Interest in three main content areas were identified: behavioral surveillance, incidence estimation, and clinical outcomes. Interest in targeted specimen collection (for example, serological surveys for prevalence estimation) was limited to 5 states. Respondents who expressed a preference for behavioral surveillance identified 2 top priorities: information on HIV risk behavior and use of HIV prevention services among HIV-infected and noninfected populations. Other key priorities in behavioral surveillance were issues concerning access to care for HIV-infected persons and the HIV testing history of noninfected populations. For incidence estimation, the main reported needs were technical support in statistical modeling and methods of estimating incidence. The top 3 priorities for clinical outcomes data were health care utilization, laboratory data, and information on how to address the reporting requirements of the Health Resources and Services Administration.

Respondents' preferences for approaches to data collection differed according to the type of data. Rapid assessments were preferred by those whose priorities were the collection of behavioral surveillance and clinical outcomes data. Regional approaches to data collection were preferred by respondents who assigned priority to incidence estimation and targeted specimen collection. Episodic data collection seems to be a feasible approach for all content areas.

The question about emerging concerns or groups for whom the respondents had little or no HIV/AIDS data elicited unanticipated results. A particularly striking finding was the large proportion of respondents who listed immigrants as an emerging concern. A less surprising, yet notable, finding was that most of the respondents specified racial/ethnic minority groups as an emerging concern. Immigrants and racial/ethnic minority groups also emerged as the top 2 groups for whom respondents said they had little or no data.

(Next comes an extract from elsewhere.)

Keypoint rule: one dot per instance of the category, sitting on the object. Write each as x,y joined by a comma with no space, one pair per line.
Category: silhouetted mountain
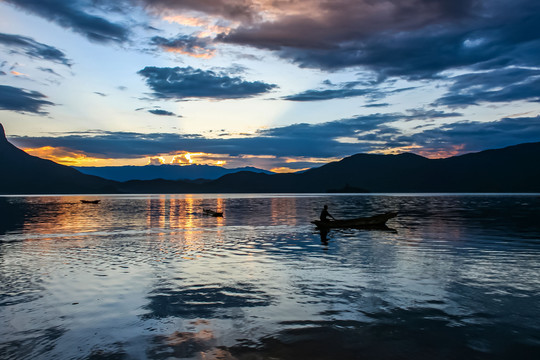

The findings presented in this summary report underscore the need to consider the next steps in assessing approaches that will meet the needs concerning the collection of supplemental data in areas with low-to moderate HIV/AIDS prevalence. These steps are to determine (1) which data collection methods are suitable in specific geographic locations (for example, rural vs. urban) and among specific populations (for example, men who have sex with men, injection drug users), (2) which approaches will work best in populations deemed of emerging concern or for whom areas with low-to-moderate prevalence have little or no data, and (3) how CDC and states or territories with low-to-moderate HIV/AIDS prevalence can best work together on these issues.